Data was analyzed with SAS software v9.434. An analysis of variance (ANOVA) and least square (LS) means were generated using the GLM procedure for target leaf spot severity and ROS response to flg22 treatment. Mock treatment values for each line were subtracted from the mean of each line response before analysis as a normalization technique. Standard F-tests in all analyses were used to determine significance of main effects and interactions. In the model, replications and environments were considered random, while the main effects were considered fixed. Individual hypothesis testing of effects and interactions was designated using the appropriate error term in the GLM procedure. Pearson correlation coefficients were calculated for TLS severity and ROS response to flg22 and chitin treatments using the CORR procedure in SAS.
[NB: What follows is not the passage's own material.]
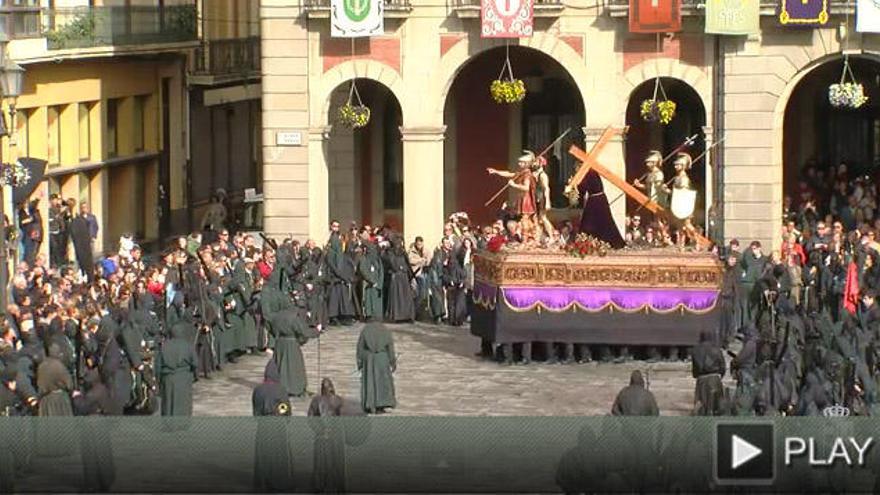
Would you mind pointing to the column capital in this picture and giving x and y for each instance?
(423, 133)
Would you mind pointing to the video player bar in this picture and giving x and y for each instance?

Genotypic analysis and linkage mapping

Genotypic data and a genetic linkage map for the BTx623/SC155-14E RIL population was provided by Dr. Patricia Klein in the Department of Horticultural Sciences and Institute for Plant Genomics and Biotechnology at Texas A&M University, College Station, TX and has been previously published30. Genotypic data for the BTx623/BTx642 RIL population were generated using Illumina sequencing of reduced-representation of genomic libraries as described previously35. Briefly, DNA was extracted using a modified CTAB protocol, quantified using PicoGreen, double-digested with PstI-HF and HinP1I, and ligated to barcoded adapters. Individual libraries were then pooled, bead-cleaned, PCR amplified, and bead-cleaned again. Average size and concentration of pooled libraries were estimated using a DNA7500 chip on an Agilent Bioanalyzer, and libraries were sequenced on an Illumina HiSeq. 2000 instrument. SNP calling was performed using the TASSEL5 GBS pipeline36 and missing data were imputed using Beagle4 (Browning and Browning 2007). To create the linkage map for the BTx623/BTx642 population a χ² test was performed for each marker to test for segregation distortion. Markers showing the appropriate Mendelian segregation ratios for individual markers were used to construct a genetic linkage map using Joinmap® 4.0 software37. Linkage groups were assigned using the LOD score of 5.0. Map distances were calculated using the Kosambi mapping function38. Summary statistics for each map are shown in Table S2 and the actual map positions of each marker are provided in File S1.

QTL Mapping

The composite interval mapping (CIM) option in Windows QTL cartographer 2.539 was used to identify QTL, estimate LOD scores, and measure the proportion of phenotypic variation explained by individual QTL for individual environments as well as across environments. Default settings for CIM were used with the standard model, a control marker number set to 5, a window-size of 10, and a walk speed (cM) of 2. A permutation test with 500 iterations was conducted to establish a P < 0.05 threshold for the detection of putative QTL (Churchill and Doerge 1994).